History of Cogers

Convivial debating clubs formed part of the social, intellectual and commercial life of London during that period. Taverns and coffee-houses throughout the capital already functioned as important centres of trade and commerce and gave rise to Lloyds, the Baltic Exchange and the Stock Exchange. In this period Fleet Street was the natural home of publishers and lawyers and by the reign of George the Second as least a dozen clubs had been established for the purpose of reviewing and discussing the contents of newspapers.

The first meeting of the original "Society of Cogers" was convened in the upper room of a tavern in Bride Lane, Fleet Street, in 1755. Its founder members were friends of John Wilkes, a leader of popular agitation against the ministers of George the Third in the cause of freedom of the press.

John Wilkes was the first of three members of the Cogers to be elected to the office of Lord Mayor. Since its foundation, the membership list of the Cogers has also included Aldermen, Members of Parliament, Judges, lawyers, politicians, editors, journalists, publishers and writers.

Many debating societies were suppressed by an Act of Parliament of 1795. The Cogers survived by adopting a policy of strict political neutrality. Over the years the society has provided a platform for the views of Whigs, Tories, Jacobites, Chartists, Liberals, Conservatives, Socialists, Monarchists, Republicans and Democrats as well as those owing no allegiance to any political party or political movement.

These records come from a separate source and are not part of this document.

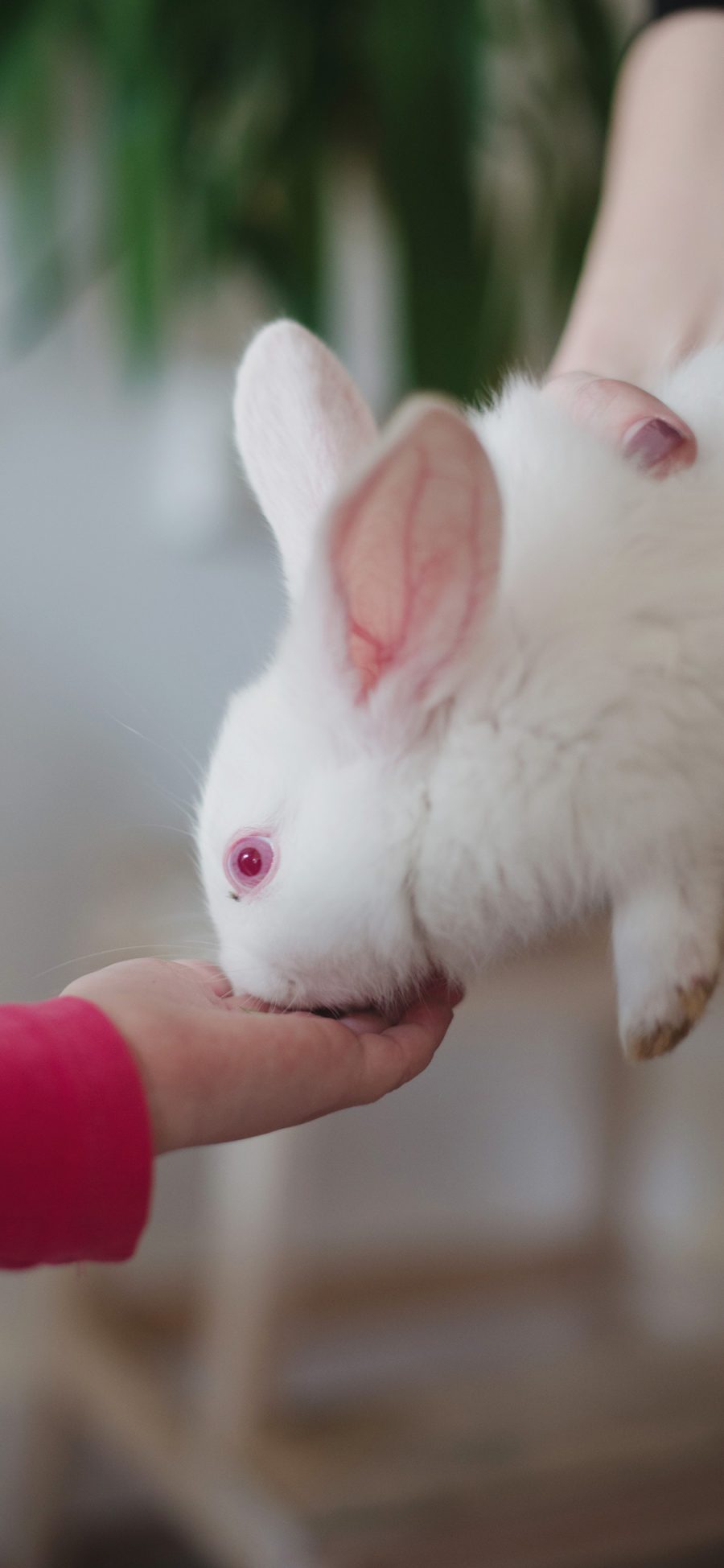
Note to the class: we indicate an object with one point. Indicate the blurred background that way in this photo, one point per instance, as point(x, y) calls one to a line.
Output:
point(479, 1325)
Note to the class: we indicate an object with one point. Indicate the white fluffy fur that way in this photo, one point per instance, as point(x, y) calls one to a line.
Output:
point(578, 763)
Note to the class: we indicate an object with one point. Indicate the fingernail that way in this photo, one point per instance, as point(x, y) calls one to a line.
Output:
point(361, 1024)
point(652, 441)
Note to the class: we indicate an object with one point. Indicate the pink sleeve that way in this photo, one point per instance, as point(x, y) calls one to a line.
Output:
point(76, 1153)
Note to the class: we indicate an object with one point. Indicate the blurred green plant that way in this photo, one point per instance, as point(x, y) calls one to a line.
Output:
point(216, 121)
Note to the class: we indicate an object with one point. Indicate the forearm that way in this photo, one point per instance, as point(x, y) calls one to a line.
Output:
point(652, 286)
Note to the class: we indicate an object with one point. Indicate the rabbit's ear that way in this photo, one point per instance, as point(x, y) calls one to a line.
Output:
point(414, 551)
point(646, 430)
point(300, 426)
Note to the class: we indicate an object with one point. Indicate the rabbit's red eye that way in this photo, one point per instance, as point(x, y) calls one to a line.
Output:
point(248, 861)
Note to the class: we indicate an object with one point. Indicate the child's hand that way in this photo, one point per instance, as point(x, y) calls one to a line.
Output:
point(215, 1070)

The Oldest Speaking Society in the World

The old "Society of Cogers" is mentioned in encyclopaedias and several histories of the City of London. Its meeting place – the Cogers Hall – was for a great many years a part of the City of London’s fabric. During the last century, until the late 1960s, the meetings were held on licensed premises in Salisbury Square. When this place was eventually closed down, the traditional debate was conducted in an informal manner at various pubs in the "Square Mile" before moving to Fleet Street’s ‘Old Bank of England’ hostelry in the 1990s. 

Nowadays, with the establishment of the Cogers Trust, additional Cogers clubs have been formed, and the Cogers debating style (see under ‘Procedures’) is at times used in other speaking arenas. The Society of Cogers is the only one of the original coffee house debating societies to have survived. The 250th Anniversary was celebrated in 2005 with a special programme of events (see under ‘Events’). The Cogers can now claim to be the oldest "free-speech forum" in the world, and the Society’s future survival is well assured.